Binary package is available in the Maven Central Repository.


- **Spark 3.5.***: com.stabrise:spark-pdf-spark35_2.12:0.1.14
- **Spark 3.4.***: com.stabrise:spark-pdf-spark34_2.12:0.1.11
- **Spark 3.3.***: com.stabrise:spark-pdf-spark33_2.12:0.1.11
- **Spark 4.0.***: com.stabrise:spark-pdf-spark34_2.13:0.1.11

## Options for the data source:

- `imageType`: Oputput image type. Can be: "BINARY", "GREY", "RGB". Default: "RGB".
- `resolution`: Resolution for rendering PDF page to the image. Default: "300" dpi.
- `pagePerPartition`: Number pages per partition in Spark DataFrame. Default: "5".
- `reader`: Supports: `pdfBox` - based on PdfBox java lib, `gs` - based on GhostScript (need installation GhostScipt to the system)
- `ocrConfig`: Tesseract OCR configuration. Default: "psm=3". For more information see [Tesseract OCR Params](TesseractParams.md)

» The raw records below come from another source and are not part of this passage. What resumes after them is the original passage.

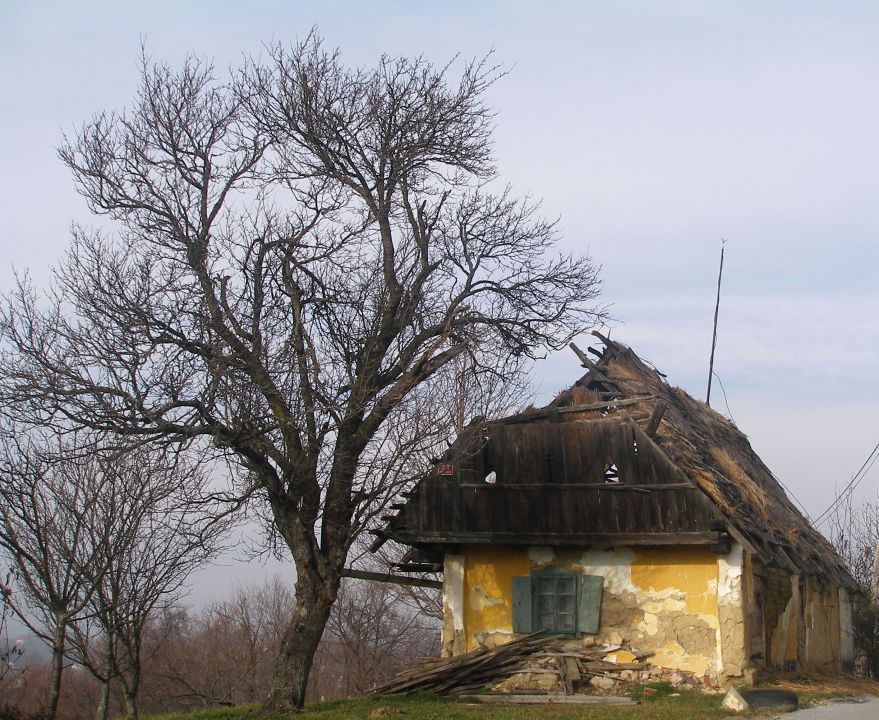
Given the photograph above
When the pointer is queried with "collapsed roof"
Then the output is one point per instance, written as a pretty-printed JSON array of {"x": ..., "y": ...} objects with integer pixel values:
[{"x": 620, "y": 458}]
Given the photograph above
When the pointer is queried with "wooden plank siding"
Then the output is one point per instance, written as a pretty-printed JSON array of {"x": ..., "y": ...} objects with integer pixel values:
[{"x": 551, "y": 489}]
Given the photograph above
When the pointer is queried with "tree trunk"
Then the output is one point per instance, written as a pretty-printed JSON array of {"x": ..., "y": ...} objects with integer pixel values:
[
  {"x": 299, "y": 644},
  {"x": 57, "y": 669},
  {"x": 104, "y": 705},
  {"x": 131, "y": 690}
]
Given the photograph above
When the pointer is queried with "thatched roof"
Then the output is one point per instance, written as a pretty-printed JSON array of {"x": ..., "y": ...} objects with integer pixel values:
[
  {"x": 619, "y": 458},
  {"x": 713, "y": 453}
]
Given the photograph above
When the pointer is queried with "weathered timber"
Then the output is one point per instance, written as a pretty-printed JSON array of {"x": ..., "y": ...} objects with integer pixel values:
[
  {"x": 391, "y": 578},
  {"x": 655, "y": 419}
]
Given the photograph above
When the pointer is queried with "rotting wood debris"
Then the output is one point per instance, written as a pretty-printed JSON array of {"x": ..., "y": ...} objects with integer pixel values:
[{"x": 532, "y": 655}]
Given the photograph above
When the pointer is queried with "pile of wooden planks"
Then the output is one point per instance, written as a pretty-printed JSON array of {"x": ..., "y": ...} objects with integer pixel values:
[{"x": 480, "y": 668}]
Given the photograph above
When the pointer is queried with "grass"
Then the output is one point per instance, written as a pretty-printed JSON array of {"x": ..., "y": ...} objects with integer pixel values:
[
  {"x": 657, "y": 701},
  {"x": 666, "y": 703}
]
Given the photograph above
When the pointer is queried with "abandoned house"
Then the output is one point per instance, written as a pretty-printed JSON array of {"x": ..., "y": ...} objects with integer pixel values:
[{"x": 626, "y": 512}]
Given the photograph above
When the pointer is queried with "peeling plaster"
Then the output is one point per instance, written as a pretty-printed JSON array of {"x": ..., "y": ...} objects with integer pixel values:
[
  {"x": 540, "y": 555},
  {"x": 453, "y": 605},
  {"x": 847, "y": 639}
]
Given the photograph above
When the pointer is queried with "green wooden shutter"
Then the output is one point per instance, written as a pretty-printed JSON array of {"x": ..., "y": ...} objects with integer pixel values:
[
  {"x": 522, "y": 604},
  {"x": 589, "y": 603}
]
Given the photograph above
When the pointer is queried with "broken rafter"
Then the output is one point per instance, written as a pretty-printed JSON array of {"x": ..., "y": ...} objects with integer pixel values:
[
  {"x": 655, "y": 419},
  {"x": 391, "y": 578},
  {"x": 602, "y": 405}
]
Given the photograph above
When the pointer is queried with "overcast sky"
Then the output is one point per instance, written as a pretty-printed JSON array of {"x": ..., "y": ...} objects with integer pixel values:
[{"x": 652, "y": 130}]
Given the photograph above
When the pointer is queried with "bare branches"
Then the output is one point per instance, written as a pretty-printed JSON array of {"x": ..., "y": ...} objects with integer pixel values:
[{"x": 302, "y": 249}]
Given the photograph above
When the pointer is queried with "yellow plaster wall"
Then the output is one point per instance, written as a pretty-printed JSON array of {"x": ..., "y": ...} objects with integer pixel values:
[
  {"x": 488, "y": 592},
  {"x": 691, "y": 573},
  {"x": 821, "y": 604},
  {"x": 663, "y": 600}
]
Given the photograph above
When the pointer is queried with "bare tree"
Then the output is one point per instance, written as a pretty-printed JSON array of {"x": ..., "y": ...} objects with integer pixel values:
[
  {"x": 44, "y": 532},
  {"x": 10, "y": 652},
  {"x": 371, "y": 636},
  {"x": 222, "y": 656},
  {"x": 300, "y": 249},
  {"x": 854, "y": 531},
  {"x": 148, "y": 527}
]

## Output Columns in the DataFrame:

The DataFrame contains the following columns:

- `path`: path to the file
- `page_number`: page number of the document
- `text`: extracted text from the text layer of the PDF page
- `image`: image representation of the page
- `document`: the OCR-extracted text from the rendered image (calls Tesseract OCR)
- `partition_number`: partition number

Output Schema:

```agsl
root
 |-- path: string (nullable = true)
 |-- filename: string (nullable = true)
 |-- page_number: integer (nullable = true)
 |-- partition_number: integer (nullable = true)
 |-- text: string (nullable = true)
 |-- image: struct (nullable = true)
 |    |-- path: string (nullable = true)
 |    |-- resolution: integer (nullable = true)
 |    |-- data: binary (nullable = true)
 |    |-- imageType: string (nullable = true)
 |    |-- exception: string (nullable = true)
 |    |-- height: integer (nullable = true)
 |    |-- width: integer (nullable = true)
 |-- document: struct (nullable = true)
 |    |-- path: string (nullable = true)
 |    |-- text: string (nullable = true)
 |    |-- outputType: string (nullable = true)
 |    |-- bBoxes: array (nullable = true)
 |    |    |-- element: struct (containsNull = true)
 |    |    |    |-- text: string (nullable = true)
 |    |    |    |-- score: float (nullable = true)
 |    |    |    |-- x: integer (nullable = true)
 |    |    |    |-- y: integer (nullable = true)
 |    |    |    |-- width: integer (nullable = true)
 |    |    |    |-- height: integer (nullable = true)
 |    |-- exception: string (nullable = true)
```
## Example of usage

### Scala

```scala
import org.apache.spark.sql.SparkSession

val spark = SparkSession.builder()
  .appName("Spark PDF Example")
  .master("local[*]")
  .config("spark.jars.packages", "com.stabrise:spark-pdf-spark35_2.12:0.1.11")
  .getOrCreate()
  
val df = spark.read.format("pdf")
  .option("imageType", "BINARY")
  .option("resolution", "200")
  .option("pagePerPartition", "2")
  .option("reader", "pdfBox")
  .option("ocrConfig", "psm=11")
  .load("path to the pdf file(s)")

df.select("path", "document").show()
```

### Python

```python
from pyspark.sql import SparkSession

spark = SparkSession.builder \
    .master("local[*]") \
    .appName("SparkPdf") \
    .config("spark.jars.packages", "com.stabrise:spark-pdf-python-spark35_2.12:0.1.11") \
    .getOrCreate()

df = spark.read.format("pdf") \
    .option("imageType", "BINARY") \
    .option("resolution", "200") \
    .option("pagePerPartition", "2") \
    .option("reader", "pdfBox") \
    .option("ocrConfig", "psm=11") \
    .load("path to the pdf file(s)")

df.select("path", "document").show()
```

## Disclaimer

This project is not affiliated with, endorsed by, or connected to the Apache Software Foundation or Apache Spark.